The prices of those items only occasionally change and are the same for all players — and that’s a problem, Gondola CEO Niklas Herriger says. In other words, there’s no reason the same items couldn’t have different prices for different buyers.
Gondola used to develop games, but in the past two years has pivoted to become an app analytics company. Its newly announced product, a “dynamic pricing engine” for game developers, represents an interesting twist on the free-to-play business.
“As opposed to other industries, our merchandise comes with unlimited supply,” Herriger said of virtual goods. “There’s no marginal costs. We never have the problem that we can’t sell differently to different people.”
He said by changing the price of virtual items in specific, strategic ways, game developers can prevent users from “churning out” (that’s “leaving the game for another one,” in English). For example, a player might hit a level that’s difficult to beat without a certain item that normally costs $3; Gondola’s algorithm tries to anticipate if cutting the price to $2 would keep that individual playing, which may in turn lead to more than $1 of additional sales.

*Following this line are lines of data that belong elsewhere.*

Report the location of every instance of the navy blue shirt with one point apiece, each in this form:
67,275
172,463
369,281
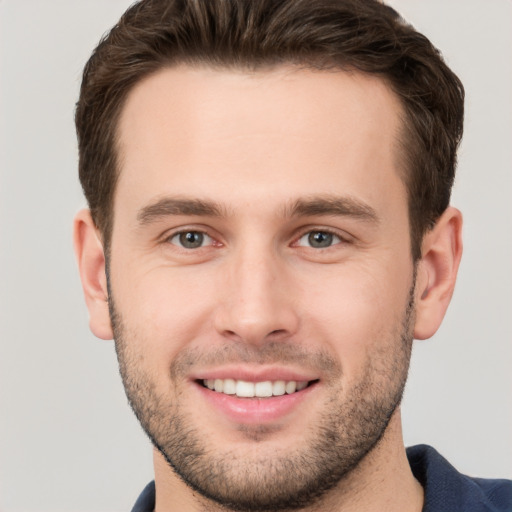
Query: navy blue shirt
446,490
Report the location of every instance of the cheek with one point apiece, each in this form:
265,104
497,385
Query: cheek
164,311
357,311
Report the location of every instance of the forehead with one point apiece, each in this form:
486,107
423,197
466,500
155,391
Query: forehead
197,130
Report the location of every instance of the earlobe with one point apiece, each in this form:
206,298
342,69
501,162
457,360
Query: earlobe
91,264
437,272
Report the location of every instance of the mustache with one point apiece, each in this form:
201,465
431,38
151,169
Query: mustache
273,352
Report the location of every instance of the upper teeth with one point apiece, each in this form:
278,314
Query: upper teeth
246,389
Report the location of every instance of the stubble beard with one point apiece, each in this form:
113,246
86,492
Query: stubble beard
351,426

“I don’t even remember a time where airline tickets were not dynamically priced,” Herriger said. By that, he’s referring to the way variables like day of the week and number of seats remaining on a flight can swing the cost of those seats.
The variables that Gondola tracks include how long users have been playing, how many levels they’ve beaten, whether they use Android or iOS, where in the world they are and what (if anything) they’ve previously purchased from the store. Based on those metrics, the company’s engine automatically prices in-game items according to what it thinks will keep those users playing, and then tracks how they respond, which feeds back into future pricing slides.
When Herriger compared the idea of variable prices to Uber’s “surge pricing” model, I asked if he was concerned about how customers would think about the prices they see. After all, Uber has a fairly clear explanation for why it temporarily raises prices — demand is outweighing the supply of available drivers — rather than an algorithmic secret sauce.
“What you’re asking is, ‘Will my users hate me?'” Herriger said. “It’s a good concern.”
His answer, of course, is no. Users will not hate developers that use Gondola, because most users will see lower prices than they would otherwise. This means they will have fewer barriers to keep playing a game they’re enjoying.
“The perception is, oftentimes, that dynamic pricing is about squeezing the last dollar from the ‘whales,'” but that’s not really the case,” he said. “A substantial number of users would churn out before their first purchase might be made. Only really skilled players might see a significant increase in virtual goods prices.”
According to a Gondola press release, the games in which the pricing engine has been tested have seen revenues rise by 12 percent, on average. Herriger declined to comment on which games, specifically, that referred to, but the company’s website alludes to having worked in the past with My Singing Monsters maker Big Blue Bubble, Jelly Splash maker Wooga and Cut the Rope maker ZeptoLab.